A copy of the judgment is here.
NB: the first part of this case was heard in December 2020, when the High Court ruled that Birmingham City Council had acted unlawfully in misunderstanding the effect of its own policy. We covered this case in our January 2021 case-law update.
R. (on the application of Andebrhn) v Croydon London Borough Council
High Court, 14 April 2021
The High Court refused to make an interim order requiring a local authority to find more suitable accommodation for a man who had been blinded in an acid attack, as there was no evidence in respect of his medical condition or needs.

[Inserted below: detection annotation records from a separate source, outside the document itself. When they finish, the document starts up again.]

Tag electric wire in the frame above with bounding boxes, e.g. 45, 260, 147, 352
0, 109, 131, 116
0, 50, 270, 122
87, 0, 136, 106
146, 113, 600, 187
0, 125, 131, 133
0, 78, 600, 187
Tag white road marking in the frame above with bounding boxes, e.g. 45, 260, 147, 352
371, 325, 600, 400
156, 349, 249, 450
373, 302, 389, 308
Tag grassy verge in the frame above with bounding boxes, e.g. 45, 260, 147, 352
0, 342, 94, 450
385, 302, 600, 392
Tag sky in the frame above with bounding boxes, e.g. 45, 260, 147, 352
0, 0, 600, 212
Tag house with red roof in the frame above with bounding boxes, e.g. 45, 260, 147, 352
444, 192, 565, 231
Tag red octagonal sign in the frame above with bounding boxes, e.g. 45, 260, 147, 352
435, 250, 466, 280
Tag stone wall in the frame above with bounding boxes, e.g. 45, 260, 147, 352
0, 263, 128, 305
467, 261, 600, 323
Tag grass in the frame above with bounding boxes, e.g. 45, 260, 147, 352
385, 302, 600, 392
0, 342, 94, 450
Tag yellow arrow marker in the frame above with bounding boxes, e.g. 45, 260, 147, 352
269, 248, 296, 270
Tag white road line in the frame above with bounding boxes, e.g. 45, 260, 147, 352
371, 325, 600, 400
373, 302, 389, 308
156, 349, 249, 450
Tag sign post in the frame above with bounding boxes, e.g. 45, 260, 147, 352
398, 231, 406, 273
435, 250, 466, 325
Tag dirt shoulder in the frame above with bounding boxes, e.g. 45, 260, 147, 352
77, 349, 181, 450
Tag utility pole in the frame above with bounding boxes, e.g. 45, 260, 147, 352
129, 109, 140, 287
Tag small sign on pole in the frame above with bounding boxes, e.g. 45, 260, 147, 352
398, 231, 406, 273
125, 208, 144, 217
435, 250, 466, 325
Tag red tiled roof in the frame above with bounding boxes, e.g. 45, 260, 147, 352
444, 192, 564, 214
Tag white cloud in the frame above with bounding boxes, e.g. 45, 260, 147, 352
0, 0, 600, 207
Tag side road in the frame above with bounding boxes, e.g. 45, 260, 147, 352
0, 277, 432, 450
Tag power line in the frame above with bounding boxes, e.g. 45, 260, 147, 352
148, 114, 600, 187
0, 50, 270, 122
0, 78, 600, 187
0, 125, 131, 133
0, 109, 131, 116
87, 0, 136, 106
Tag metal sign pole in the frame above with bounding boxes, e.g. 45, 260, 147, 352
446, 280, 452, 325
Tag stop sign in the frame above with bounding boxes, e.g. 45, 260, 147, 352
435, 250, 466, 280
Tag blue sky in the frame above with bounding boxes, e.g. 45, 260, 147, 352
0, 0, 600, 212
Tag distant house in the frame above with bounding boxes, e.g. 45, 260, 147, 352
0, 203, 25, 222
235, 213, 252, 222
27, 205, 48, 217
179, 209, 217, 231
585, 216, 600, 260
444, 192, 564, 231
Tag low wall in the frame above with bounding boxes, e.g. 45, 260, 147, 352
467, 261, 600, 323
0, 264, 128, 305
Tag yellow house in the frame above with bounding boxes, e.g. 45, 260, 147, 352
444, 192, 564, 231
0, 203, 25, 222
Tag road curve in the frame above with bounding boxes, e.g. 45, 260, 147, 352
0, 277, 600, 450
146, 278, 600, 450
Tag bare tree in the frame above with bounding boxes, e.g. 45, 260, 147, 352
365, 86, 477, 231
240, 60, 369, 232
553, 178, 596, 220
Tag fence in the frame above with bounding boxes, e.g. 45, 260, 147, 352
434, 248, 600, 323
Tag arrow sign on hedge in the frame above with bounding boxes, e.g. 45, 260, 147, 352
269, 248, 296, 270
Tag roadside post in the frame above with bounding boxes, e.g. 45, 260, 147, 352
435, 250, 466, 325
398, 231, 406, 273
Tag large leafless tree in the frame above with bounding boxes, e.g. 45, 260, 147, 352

An Eritrean refugee (Mr Andebrhn) had been blinded in an acid attack in south London. Mr Andebrhn was advised by the police not to return to the area where the attack had occurred, as the assailant was known to him. After being discharged from hospital, he was housed in a hotel by Croydon London Borough Council whilst permanent accommodation was found. However, Mr Andebrhn contended that the hotel room was unsuitable. Croydon London Borough Council accepted this and also that Mr Andebrhn had good reason for rejecting other accommodation that it subsequently offered to him. Mr Andebrhn sought a judicial review and applied for an interim injunction requiring Croydon London Borough Council to provide him with suitable accommodation.
The High Court, in dismissing the application, held that there was no evidence of what Mr Andebrhn’s current needs were beyond what had been said in an out-of-date social worker’s assessment report. The available medical evidence for Mr Andebrhn was also out-of-date. Croydon London Borough Council was actively looking for suitable accommodation, but the seriousness required to grant an interim injunction had not been made out.
A copy of the judgment is not yet available.